New Zealand’s largest milk processor, Fonterra, racked up after-tax losses of NZ$196m (€110m) for its 2017-18 financial year to the end of July.

The world’s largest processor reported a 22% decline in earnings (EBIT) to NZ$902m (€508m), while net debt in the business increased 11% in the year to NZ$6.2bn (€3.5bn).

This leaves the business highly leveraged with a net debt to earnings ratio of 4.5 times.

Sales for the year increased by 6% to NZ$20bn (€11.5bn), although sales volumes were down 3% in the year.

The principal reasons for the heavy financial losses are a result of two exceptional charges against the dairy co-op, including a once-off €106m payment to Danone and a NZ$405m (€230m) write down of the value of Fonterra’s investment in an 18% shareholding in Beingmate, the Chinese infant formula company.

However, excluding these exceptional charges, underlying profits in Fonterra still collapsed by more than half (-51%) to NZ$382 (€215m), illustrating the deeper lying problems in the business.

Mile Hurrell, who was recently appointed as the new chief executive at Fonterra, said there were four main reasons for this decline in profits.

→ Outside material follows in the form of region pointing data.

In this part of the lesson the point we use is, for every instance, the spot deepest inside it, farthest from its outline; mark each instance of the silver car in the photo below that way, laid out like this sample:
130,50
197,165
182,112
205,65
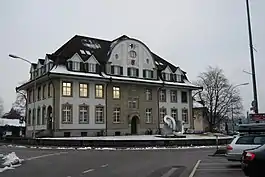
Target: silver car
240,143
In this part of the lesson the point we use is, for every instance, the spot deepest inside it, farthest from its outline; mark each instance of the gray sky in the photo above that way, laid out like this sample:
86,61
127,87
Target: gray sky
191,33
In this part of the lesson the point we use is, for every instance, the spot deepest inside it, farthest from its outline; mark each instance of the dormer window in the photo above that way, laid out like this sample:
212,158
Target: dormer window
149,74
76,66
91,67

“First, forecasting is never easy but ours proved to be too optimistic. Second, butter prices didn’t come down as we anticipated, which impacted our sales volumes and margins. Third, the increase in the forecast Farmgate Milk Price late in the season, while good for farmers, put pressure on our margins. And fourth, operating expenses were up in some parts of the business,” said Hurrell.